MILAN (Reuters) - Greece is committed to liberalising its economy, reforming its pension system and running a reasonable primary budget surplus, Finance Minister Yanis Varoufakis wrote on Tuesday.
But it cannot meet requests from its creditors to adopt further austerity measures this year and beyond as this would cripple its ability to carry out the needed reforms, he wrote in an opinion piece in Italian daily Il Sole 24 Ore,
Shut out of bond markets and with bailout payments suspended, Greece intends to make good on its debt obligations but urgently needs more aid to be able to do so, the government said on Monday.
It must repay four loans totalling 1.6 billion euros (1 billion pounds) to the International Monetary Fund next month.
Varoufakis said Athens was prepared to implement a series of reforms.

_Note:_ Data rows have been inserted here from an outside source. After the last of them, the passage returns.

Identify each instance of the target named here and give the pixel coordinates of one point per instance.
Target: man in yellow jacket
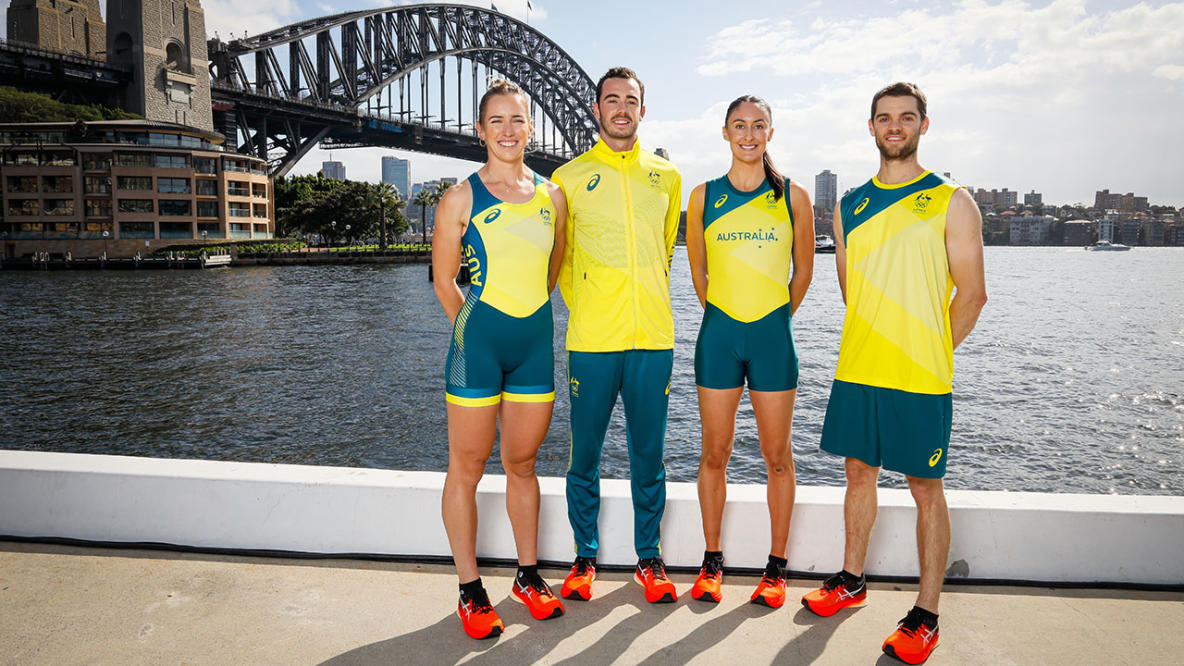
(623, 217)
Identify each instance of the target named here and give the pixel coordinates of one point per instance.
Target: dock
(68, 604)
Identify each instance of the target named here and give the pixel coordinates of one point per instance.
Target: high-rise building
(333, 170)
(825, 191)
(397, 172)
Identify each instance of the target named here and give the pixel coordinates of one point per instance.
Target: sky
(1063, 97)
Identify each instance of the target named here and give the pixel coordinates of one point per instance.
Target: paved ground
(63, 604)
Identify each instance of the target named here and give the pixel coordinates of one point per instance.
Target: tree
(18, 106)
(388, 199)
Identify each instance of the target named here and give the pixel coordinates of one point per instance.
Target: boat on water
(1106, 245)
(824, 243)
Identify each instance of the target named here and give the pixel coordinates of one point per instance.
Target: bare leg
(858, 512)
(932, 538)
(718, 415)
(774, 424)
(523, 427)
(470, 440)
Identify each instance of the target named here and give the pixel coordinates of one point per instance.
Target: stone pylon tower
(75, 26)
(163, 42)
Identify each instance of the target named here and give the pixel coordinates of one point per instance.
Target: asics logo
(843, 593)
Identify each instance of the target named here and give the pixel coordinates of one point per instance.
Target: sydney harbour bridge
(403, 77)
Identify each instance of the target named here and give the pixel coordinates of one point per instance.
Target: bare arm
(559, 248)
(451, 219)
(696, 247)
(964, 249)
(803, 244)
(840, 251)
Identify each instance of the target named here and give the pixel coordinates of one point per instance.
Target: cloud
(1055, 97)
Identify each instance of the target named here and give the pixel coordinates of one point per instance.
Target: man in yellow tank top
(906, 241)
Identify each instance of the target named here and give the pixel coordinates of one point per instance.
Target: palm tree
(423, 199)
(386, 196)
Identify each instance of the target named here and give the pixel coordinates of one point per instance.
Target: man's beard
(900, 152)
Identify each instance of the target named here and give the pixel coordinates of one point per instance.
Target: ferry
(1106, 245)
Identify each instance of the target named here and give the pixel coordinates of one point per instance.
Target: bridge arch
(334, 79)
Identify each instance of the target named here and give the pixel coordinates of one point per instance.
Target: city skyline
(1016, 88)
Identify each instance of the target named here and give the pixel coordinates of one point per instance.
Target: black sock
(851, 578)
(926, 616)
(471, 588)
(528, 572)
(776, 567)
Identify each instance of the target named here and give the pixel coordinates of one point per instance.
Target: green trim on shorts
(898, 430)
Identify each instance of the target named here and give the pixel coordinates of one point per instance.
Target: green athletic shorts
(898, 430)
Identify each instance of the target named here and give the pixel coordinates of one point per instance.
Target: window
(175, 230)
(96, 229)
(58, 206)
(98, 207)
(173, 185)
(96, 161)
(205, 165)
(207, 209)
(23, 184)
(24, 206)
(167, 160)
(134, 183)
(231, 164)
(136, 206)
(58, 184)
(175, 206)
(58, 158)
(158, 139)
(133, 159)
(20, 158)
(136, 230)
(62, 230)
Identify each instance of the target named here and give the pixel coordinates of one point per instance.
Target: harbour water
(1072, 382)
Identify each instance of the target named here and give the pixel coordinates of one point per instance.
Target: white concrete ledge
(334, 510)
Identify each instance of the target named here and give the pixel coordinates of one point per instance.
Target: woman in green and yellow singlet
(746, 231)
(507, 224)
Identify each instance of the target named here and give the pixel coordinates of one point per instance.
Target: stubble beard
(899, 153)
(615, 132)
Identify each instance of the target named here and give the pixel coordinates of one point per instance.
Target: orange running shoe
(836, 594)
(478, 618)
(771, 590)
(650, 574)
(913, 640)
(538, 597)
(578, 583)
(710, 577)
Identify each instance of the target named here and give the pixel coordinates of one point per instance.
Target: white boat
(1106, 245)
(824, 243)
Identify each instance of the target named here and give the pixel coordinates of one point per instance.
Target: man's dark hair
(900, 89)
(619, 72)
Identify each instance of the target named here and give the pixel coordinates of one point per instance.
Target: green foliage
(311, 204)
(17, 106)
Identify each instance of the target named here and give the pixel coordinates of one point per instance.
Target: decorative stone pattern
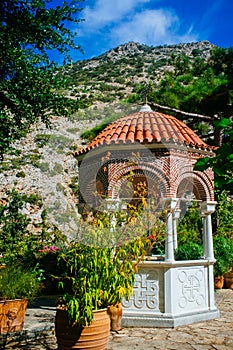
(146, 292)
(191, 289)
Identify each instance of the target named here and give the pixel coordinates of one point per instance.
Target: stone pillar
(176, 216)
(170, 204)
(206, 209)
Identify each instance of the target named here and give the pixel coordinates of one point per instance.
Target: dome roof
(147, 126)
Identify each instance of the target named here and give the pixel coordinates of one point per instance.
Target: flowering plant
(46, 249)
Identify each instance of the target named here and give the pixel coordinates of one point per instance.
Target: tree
(29, 80)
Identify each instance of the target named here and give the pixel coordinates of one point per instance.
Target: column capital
(170, 203)
(207, 207)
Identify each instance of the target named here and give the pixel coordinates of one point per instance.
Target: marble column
(206, 209)
(170, 204)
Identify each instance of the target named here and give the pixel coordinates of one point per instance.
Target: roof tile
(149, 127)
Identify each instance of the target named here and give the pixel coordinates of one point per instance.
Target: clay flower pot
(115, 313)
(75, 336)
(12, 314)
(228, 278)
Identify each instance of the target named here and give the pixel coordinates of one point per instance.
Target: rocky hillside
(114, 75)
(43, 162)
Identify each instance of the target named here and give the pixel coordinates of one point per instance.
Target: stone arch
(156, 182)
(197, 183)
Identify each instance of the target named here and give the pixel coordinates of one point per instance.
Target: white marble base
(169, 294)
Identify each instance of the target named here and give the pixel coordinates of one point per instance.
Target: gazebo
(159, 151)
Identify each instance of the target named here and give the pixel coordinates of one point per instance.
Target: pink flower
(47, 249)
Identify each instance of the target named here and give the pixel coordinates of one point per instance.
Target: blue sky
(109, 23)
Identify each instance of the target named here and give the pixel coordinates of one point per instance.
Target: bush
(189, 251)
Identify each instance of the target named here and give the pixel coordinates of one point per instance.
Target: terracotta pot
(12, 315)
(93, 337)
(218, 282)
(115, 313)
(228, 278)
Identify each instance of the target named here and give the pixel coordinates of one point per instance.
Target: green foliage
(223, 253)
(96, 277)
(29, 81)
(222, 163)
(17, 242)
(190, 227)
(223, 215)
(17, 283)
(189, 251)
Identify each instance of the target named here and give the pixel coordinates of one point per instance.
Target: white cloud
(150, 27)
(108, 12)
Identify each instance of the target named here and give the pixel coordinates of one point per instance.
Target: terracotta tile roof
(147, 127)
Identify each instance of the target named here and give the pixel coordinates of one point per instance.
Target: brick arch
(198, 183)
(152, 174)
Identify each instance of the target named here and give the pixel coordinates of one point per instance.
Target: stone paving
(210, 335)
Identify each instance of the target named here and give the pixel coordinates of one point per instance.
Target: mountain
(115, 74)
(103, 83)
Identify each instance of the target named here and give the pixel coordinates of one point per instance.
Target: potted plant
(223, 253)
(97, 275)
(17, 286)
(96, 278)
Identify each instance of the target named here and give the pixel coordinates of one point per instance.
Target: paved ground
(211, 335)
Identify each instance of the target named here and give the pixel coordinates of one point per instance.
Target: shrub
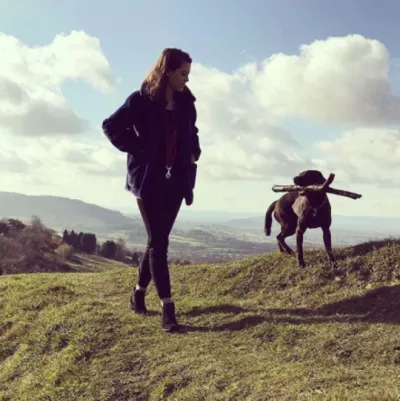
(65, 251)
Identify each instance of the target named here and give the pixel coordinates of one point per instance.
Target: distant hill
(60, 213)
(213, 243)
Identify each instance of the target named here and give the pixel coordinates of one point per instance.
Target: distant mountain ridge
(59, 212)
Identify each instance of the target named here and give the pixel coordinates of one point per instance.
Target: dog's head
(309, 177)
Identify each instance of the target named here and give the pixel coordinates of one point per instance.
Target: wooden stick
(342, 192)
(315, 188)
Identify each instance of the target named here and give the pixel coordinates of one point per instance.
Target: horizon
(245, 214)
(324, 95)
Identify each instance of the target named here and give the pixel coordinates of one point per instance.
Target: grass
(258, 329)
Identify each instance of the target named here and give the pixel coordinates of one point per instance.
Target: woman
(156, 127)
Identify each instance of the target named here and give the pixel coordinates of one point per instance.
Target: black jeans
(159, 212)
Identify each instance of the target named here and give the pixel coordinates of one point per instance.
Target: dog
(298, 211)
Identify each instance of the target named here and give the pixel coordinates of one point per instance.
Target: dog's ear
(298, 180)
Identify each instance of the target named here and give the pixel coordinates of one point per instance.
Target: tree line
(88, 243)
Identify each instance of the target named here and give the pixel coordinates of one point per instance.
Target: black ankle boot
(137, 301)
(169, 322)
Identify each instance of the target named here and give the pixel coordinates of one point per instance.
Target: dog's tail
(268, 218)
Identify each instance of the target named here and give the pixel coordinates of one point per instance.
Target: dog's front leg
(300, 230)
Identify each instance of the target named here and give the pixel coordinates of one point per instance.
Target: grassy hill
(257, 329)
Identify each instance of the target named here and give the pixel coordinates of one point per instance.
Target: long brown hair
(169, 60)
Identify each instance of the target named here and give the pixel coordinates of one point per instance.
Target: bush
(109, 249)
(65, 251)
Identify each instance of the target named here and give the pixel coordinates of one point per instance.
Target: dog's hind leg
(328, 244)
(300, 230)
(286, 231)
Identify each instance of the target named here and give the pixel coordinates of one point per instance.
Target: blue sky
(132, 34)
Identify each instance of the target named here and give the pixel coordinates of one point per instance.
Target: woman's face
(178, 78)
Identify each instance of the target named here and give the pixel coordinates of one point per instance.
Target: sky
(281, 86)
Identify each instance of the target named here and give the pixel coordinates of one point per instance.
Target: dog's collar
(314, 210)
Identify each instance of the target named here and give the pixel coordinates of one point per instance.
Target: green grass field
(258, 329)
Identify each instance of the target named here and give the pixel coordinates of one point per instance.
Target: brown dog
(296, 212)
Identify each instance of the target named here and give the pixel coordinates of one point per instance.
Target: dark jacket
(137, 127)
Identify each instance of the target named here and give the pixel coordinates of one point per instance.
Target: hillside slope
(258, 329)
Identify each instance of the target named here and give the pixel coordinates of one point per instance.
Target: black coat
(136, 128)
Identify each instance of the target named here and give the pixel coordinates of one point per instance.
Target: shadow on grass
(381, 305)
(367, 247)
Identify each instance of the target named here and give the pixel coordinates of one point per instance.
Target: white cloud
(337, 80)
(364, 155)
(340, 80)
(31, 100)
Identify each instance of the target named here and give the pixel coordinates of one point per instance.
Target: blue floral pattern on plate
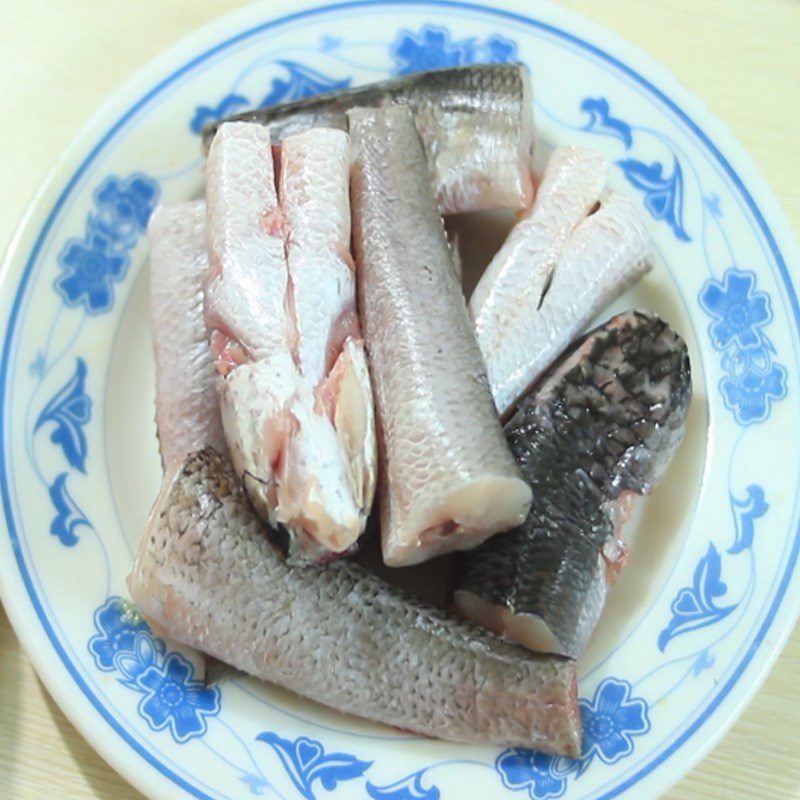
(92, 265)
(739, 314)
(306, 761)
(70, 409)
(433, 48)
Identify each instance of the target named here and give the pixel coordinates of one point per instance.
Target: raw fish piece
(207, 574)
(476, 124)
(449, 480)
(187, 405)
(295, 393)
(602, 427)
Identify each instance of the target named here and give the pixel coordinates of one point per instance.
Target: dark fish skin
(604, 423)
(476, 124)
(207, 574)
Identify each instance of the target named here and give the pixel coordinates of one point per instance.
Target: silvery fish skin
(476, 125)
(604, 424)
(337, 634)
(449, 480)
(295, 393)
(187, 405)
(574, 253)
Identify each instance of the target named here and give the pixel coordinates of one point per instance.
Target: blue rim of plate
(682, 116)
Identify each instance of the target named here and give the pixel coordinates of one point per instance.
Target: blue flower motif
(663, 195)
(745, 513)
(123, 209)
(303, 82)
(174, 700)
(695, 606)
(738, 310)
(431, 48)
(499, 50)
(409, 788)
(90, 269)
(751, 397)
(601, 121)
(203, 115)
(118, 624)
(70, 409)
(306, 761)
(68, 515)
(532, 771)
(610, 721)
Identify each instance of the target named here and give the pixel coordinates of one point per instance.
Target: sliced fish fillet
(601, 428)
(558, 269)
(187, 405)
(208, 575)
(476, 124)
(295, 393)
(449, 480)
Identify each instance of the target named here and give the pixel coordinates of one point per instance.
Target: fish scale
(449, 480)
(207, 573)
(476, 124)
(582, 448)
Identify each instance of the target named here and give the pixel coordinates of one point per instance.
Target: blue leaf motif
(409, 788)
(434, 48)
(663, 195)
(302, 82)
(70, 409)
(68, 515)
(306, 761)
(695, 606)
(203, 115)
(118, 624)
(745, 513)
(255, 783)
(601, 121)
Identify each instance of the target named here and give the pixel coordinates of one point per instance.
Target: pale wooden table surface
(60, 59)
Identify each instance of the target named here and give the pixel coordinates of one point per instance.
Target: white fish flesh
(208, 575)
(295, 393)
(561, 265)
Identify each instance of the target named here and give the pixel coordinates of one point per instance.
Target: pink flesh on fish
(295, 395)
(187, 405)
(566, 260)
(449, 481)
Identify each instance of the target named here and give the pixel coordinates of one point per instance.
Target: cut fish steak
(564, 262)
(337, 634)
(187, 405)
(602, 427)
(449, 480)
(295, 392)
(476, 124)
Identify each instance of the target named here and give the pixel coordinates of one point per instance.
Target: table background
(58, 62)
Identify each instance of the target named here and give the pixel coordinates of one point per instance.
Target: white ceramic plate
(708, 597)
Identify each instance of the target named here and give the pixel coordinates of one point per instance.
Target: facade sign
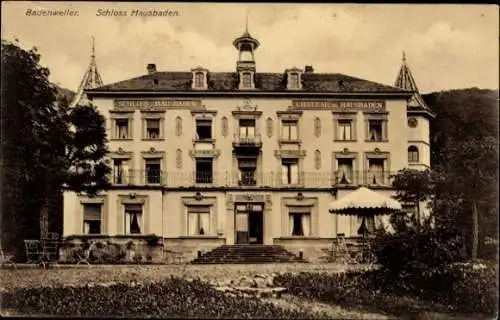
(156, 104)
(339, 106)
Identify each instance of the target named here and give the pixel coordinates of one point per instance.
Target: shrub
(172, 298)
(410, 250)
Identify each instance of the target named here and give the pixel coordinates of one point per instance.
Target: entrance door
(255, 223)
(249, 223)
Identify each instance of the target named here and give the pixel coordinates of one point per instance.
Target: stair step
(248, 254)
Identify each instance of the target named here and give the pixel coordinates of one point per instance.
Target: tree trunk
(475, 231)
(418, 216)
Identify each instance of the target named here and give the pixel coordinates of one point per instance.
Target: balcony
(247, 141)
(259, 179)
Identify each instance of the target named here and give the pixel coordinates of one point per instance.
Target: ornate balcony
(267, 179)
(247, 141)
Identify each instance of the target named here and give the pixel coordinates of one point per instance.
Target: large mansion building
(203, 158)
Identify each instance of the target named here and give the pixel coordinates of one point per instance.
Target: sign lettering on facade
(157, 104)
(339, 106)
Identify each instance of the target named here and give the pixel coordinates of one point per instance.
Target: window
(203, 129)
(122, 129)
(198, 220)
(369, 226)
(345, 174)
(289, 130)
(247, 129)
(300, 221)
(152, 128)
(199, 80)
(290, 171)
(317, 127)
(345, 130)
(294, 81)
(375, 132)
(178, 126)
(247, 168)
(246, 80)
(92, 218)
(153, 171)
(120, 171)
(204, 172)
(376, 171)
(133, 218)
(412, 154)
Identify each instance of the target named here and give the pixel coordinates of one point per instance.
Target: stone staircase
(250, 253)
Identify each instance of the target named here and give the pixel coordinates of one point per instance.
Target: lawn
(181, 291)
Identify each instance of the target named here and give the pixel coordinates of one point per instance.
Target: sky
(447, 46)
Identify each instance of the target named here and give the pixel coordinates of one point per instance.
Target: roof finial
(246, 22)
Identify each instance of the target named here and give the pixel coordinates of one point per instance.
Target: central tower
(245, 66)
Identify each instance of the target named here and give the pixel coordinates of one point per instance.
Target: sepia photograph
(249, 160)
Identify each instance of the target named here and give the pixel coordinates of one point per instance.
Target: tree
(465, 163)
(413, 186)
(42, 141)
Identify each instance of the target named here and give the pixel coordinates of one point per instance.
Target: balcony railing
(258, 179)
(242, 140)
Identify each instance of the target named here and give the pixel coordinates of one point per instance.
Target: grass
(142, 291)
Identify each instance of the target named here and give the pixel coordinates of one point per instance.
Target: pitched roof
(264, 82)
(406, 81)
(91, 79)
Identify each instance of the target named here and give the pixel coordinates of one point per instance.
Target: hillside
(63, 93)
(460, 115)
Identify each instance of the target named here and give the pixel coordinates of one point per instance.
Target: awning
(365, 202)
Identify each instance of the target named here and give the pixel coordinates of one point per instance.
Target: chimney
(151, 68)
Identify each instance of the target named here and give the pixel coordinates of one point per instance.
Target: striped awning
(364, 201)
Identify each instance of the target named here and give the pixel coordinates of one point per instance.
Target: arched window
(246, 80)
(412, 154)
(269, 127)
(317, 127)
(178, 158)
(294, 80)
(199, 81)
(178, 126)
(224, 126)
(317, 159)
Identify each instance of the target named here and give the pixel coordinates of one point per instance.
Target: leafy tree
(413, 186)
(465, 163)
(42, 141)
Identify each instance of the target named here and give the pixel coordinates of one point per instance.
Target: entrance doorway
(249, 223)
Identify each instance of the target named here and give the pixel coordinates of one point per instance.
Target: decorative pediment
(132, 198)
(204, 153)
(247, 109)
(289, 153)
(120, 153)
(153, 153)
(199, 200)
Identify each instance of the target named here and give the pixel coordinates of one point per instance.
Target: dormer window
(199, 78)
(246, 80)
(294, 79)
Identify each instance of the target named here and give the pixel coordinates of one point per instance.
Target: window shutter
(294, 172)
(92, 212)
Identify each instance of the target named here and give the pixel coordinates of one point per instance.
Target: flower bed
(171, 298)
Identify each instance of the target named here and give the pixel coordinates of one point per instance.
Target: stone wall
(134, 249)
(186, 248)
(315, 250)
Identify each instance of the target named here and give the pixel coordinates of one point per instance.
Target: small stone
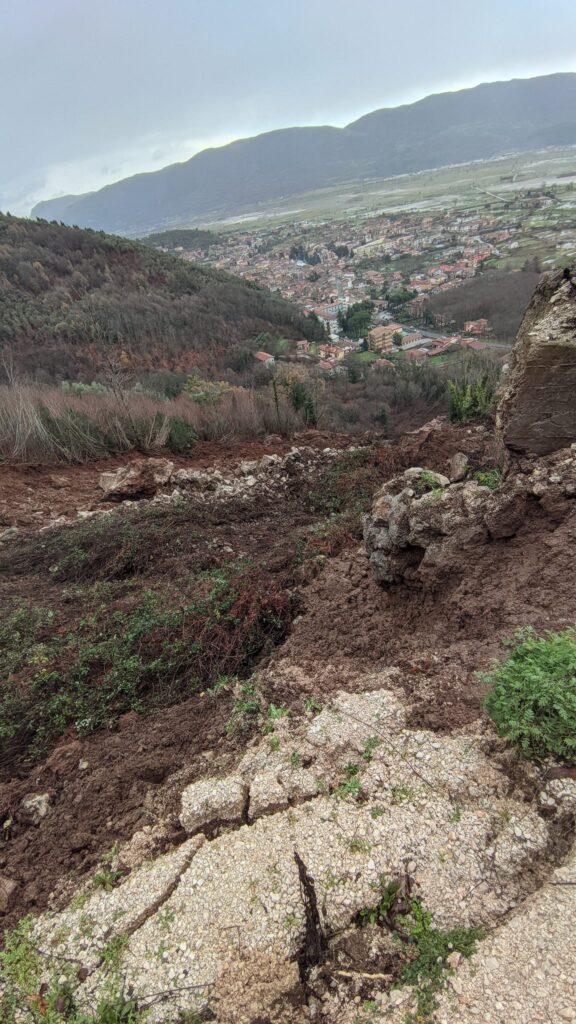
(36, 807)
(397, 996)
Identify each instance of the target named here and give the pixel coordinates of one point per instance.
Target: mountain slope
(456, 127)
(70, 297)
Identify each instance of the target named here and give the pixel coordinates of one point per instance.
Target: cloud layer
(101, 91)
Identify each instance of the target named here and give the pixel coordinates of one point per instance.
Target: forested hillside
(500, 296)
(71, 300)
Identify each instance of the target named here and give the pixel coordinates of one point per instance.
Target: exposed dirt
(104, 787)
(32, 496)
(440, 640)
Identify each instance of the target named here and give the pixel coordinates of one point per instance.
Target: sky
(96, 90)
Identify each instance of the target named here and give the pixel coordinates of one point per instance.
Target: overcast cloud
(94, 90)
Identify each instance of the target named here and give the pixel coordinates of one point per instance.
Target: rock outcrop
(537, 412)
(438, 808)
(419, 523)
(140, 478)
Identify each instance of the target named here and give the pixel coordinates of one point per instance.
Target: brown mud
(106, 786)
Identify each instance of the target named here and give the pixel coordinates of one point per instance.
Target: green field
(475, 187)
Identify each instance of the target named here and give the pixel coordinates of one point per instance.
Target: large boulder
(537, 411)
(420, 525)
(139, 478)
(417, 518)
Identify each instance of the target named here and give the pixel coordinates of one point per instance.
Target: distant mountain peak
(479, 123)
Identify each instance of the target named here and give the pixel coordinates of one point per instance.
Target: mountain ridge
(479, 123)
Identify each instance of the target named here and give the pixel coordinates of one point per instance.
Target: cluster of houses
(384, 339)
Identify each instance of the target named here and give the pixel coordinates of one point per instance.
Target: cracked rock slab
(212, 802)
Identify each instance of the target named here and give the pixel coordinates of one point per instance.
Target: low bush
(55, 425)
(128, 652)
(532, 697)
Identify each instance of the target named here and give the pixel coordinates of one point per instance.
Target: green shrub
(533, 693)
(181, 434)
(489, 478)
(470, 399)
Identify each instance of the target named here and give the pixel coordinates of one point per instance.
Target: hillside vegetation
(450, 128)
(498, 295)
(74, 300)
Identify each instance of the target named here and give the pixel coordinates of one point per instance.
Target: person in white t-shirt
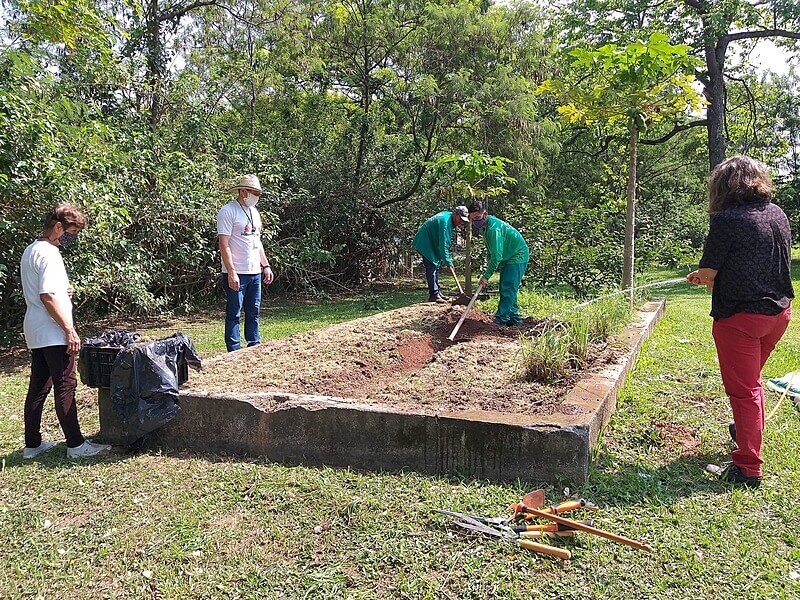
(50, 334)
(243, 261)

"What are we talking about? Of an independent tax agency, of keeping forever a reasonable primary surplus, of a sensible and ambitious privatisation programme... of a true reform of the pension system ...of liberalisations of markets for goods and services etc," he wrote.
But it would not be able to attain those goals if it tried to reach the "unbearably high" primary surplus targets demanded by the country's creditors.
"Our government cannot accept -- and will not accept -- a cure that, over a five-year period, has proved worse than the disease," the finance minister wrote.